Saturday, January 16, 2010

Learning to let go

The first things I wrote with an eye to publication weren't creative, they were academic. (Okay, maybe they were a little creative. When you write an article arguing for a broadening of the first amendment right to freedom of speech and you title it "Lex and the City," it is, to some extent, a creative endeavor.) My point is, the process of writing was an entirely different one. There was no question that research would be involved, only of how much. There were footnotes. Entire many-legged creatures worth of footnotes. Headings and subheadings. The writing process was a rigid one, full of rules to be followed and formats to be honored.

And so when I started writing stories, I followed the same process that I was used to. I didn't have footnotes and subheadings, but I had control. I agonized over word choice and sentence placement, and didn't move on until I knew that what I had could support what happened next. Which meant that, on a good day, I'd write about 300 words. 

Now, writing 300 words a day, every day, means you've written a novel and change a year. So that's great. But those 300 words were a good day, and the days weren't all good. 

Thankfully, my process has evolved. The first major change was Clarion. I learned that if I wanted to get a story a week in, and keep up with the critiques for my classmates, and have time to be social, and to think about eating and or sleeping, I needed to write more when I sat down to write. And I began to let go of the idea that perfection, or at least a close approximation thereof, was necessary before I could move on to the next sentence. And yes, it helped that I was in the environment of a writing workshop where everyone else was under the same pressures, where it was acceptable to turn in a story with bracketed scenes because you knew what had to happen at that point, but not how to write it yet.

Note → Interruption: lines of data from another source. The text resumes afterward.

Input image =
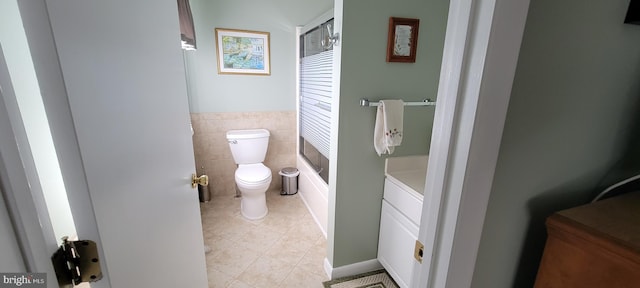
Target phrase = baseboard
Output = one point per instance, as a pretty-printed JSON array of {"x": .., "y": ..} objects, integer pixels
[
  {"x": 351, "y": 269},
  {"x": 314, "y": 213}
]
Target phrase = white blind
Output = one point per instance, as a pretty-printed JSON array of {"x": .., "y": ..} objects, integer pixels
[{"x": 316, "y": 74}]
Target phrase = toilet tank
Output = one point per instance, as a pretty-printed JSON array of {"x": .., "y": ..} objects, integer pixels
[{"x": 248, "y": 146}]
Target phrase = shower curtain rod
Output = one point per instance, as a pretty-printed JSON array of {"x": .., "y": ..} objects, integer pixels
[{"x": 364, "y": 102}]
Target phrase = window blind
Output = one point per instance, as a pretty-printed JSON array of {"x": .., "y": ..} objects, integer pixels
[{"x": 316, "y": 88}]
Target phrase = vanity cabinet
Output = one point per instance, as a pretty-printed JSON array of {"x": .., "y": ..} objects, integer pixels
[
  {"x": 595, "y": 245},
  {"x": 398, "y": 232}
]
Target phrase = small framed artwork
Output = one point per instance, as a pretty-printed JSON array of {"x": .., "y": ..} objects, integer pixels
[
  {"x": 243, "y": 52},
  {"x": 403, "y": 40}
]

The other major thing that has helped me, is that I've learned to trust my writing. I can recognize when a scene is almost there, and move to the next point, because I know I can turn the almost into there in the revision process. And I've begun to be able to cut myself the slack I need to go off down the wrong road, or at least to take an extended frolic and detour in search of the right one. It's not quite a shut off of my internal editor - my internal editor speaks in the voice of a Benedictine nun, and has not taken a vow of silence - but it's an understanding that if I jump, the story will be there to catch me.

And, oddly enough, the coolest thing about relaxing the need for perfection in the first draft has meant that, not only am I able to get more words on the page when I sit down to write, but it's also a better story, one that's more honest and less concerned with being anything other than what it needs to be.